Yes indeed! Right there with you... 

Gypsy, love the idea of caching in the raised beds - thanks for the idea!


----------



## JayJay (Nov 23, 2010)

mmszbi said:


> Unfortunately, some of us are just getting started and the home front is the priority at this time.
> Eventually a cashe or hundred is on the list, but getting the woodstove put in, the food canned, bagged, bucketed, firewood split and stacked, BOB's purchased, packed, repacked, repacked again, lots of extra clothes for family found, purchased, packed away, first aid supplies purchased and organized, water storage set up, ammo reloaded and stocked, garden planted, tended and harvested, chicken coop built and the million other things for buggin in situated with very little disposible income......well, it's down the list a ways.


Especially if it's not close by (even with 4 wheeler..EMP knocked it out???)how ya gonna get there??:dunno:

dh has zillions of opportunities to hide buckets, backpacks, duffel bags, etc in the woods...he's a logger!!!
But.....:scratch

Darn..thanks for that class gypsysue...dh just left a great place he took me to well, you know...but the area is 20+ miles from home...we may not have transportation if it gets really bad...we have stored gas,,but EMP??


----------



## JayJay (Nov 23, 2010)

Aluminum...Swifty's gas station does not like me:gaah:---guess why??:2thumb:


----------



## tugboats (Feb 15, 2009)

Aluminum,

Judging by the guys mannerisms, condition of his vehicle, and F***it-dude attitude (must have said it 4 or 5 times while I was waiting in line), I am going to go out on a limb; He's no prepper. I hope I am wrong but I seriously doubt that I could err on this one.

I smoke. I will by a weeks worth or a months worth at one time. The cost savings are about 25%. I can count on one hand the number of single packs I have purchased in the last year. I attempt to reduce my expenditures, thereby, allowing me to prep some more.

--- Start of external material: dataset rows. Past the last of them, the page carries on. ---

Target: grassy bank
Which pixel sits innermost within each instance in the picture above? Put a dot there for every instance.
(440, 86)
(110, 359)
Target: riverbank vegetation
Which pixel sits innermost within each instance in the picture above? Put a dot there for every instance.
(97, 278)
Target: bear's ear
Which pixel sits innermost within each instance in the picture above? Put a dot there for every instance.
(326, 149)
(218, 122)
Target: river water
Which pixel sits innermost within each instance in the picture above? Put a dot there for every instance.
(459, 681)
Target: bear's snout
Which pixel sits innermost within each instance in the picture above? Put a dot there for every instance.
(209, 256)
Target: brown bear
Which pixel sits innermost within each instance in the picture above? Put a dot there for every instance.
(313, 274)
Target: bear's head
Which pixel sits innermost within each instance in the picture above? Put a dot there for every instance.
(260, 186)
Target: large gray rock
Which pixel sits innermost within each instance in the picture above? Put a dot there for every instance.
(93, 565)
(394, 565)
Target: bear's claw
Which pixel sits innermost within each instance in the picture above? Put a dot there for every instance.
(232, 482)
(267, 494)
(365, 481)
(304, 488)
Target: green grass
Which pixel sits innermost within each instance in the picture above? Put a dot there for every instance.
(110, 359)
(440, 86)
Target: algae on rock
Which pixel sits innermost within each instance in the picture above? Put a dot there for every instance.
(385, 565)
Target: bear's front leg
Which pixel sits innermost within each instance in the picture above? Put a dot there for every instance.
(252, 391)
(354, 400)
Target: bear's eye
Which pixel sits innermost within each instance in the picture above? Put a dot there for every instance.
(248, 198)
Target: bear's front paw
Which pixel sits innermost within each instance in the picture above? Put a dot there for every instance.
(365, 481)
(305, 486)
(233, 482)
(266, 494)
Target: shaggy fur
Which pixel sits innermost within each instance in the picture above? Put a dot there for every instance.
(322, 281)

This yo-yo was a real piece of work. I am glad the grandkids were not with me when I was in the store. Thank you for your positive take on this guy. I wish I could be a little more charitable.


----------



## weedygarden (Apr 27, 2011)

mmszbi said:


> Unfortunately, some of us are just getting started and the home front is the priority at this time.
> Eventually a cashe or hundred is on the list, but getting the woodstove put in, the food canned, bagged, bucketed, firewood split and stacked, BOB's purchased, packed, repacked, repacked again, lots of extra clothes for family found, purchased, packed away, first aid supplies purchased and organized, water storage set up, ammo reloaded and stocked, garden planted, tended and harvested, chicken coop built and the million other things for buggin in situated with very little disposible income......well, it's down the list a ways.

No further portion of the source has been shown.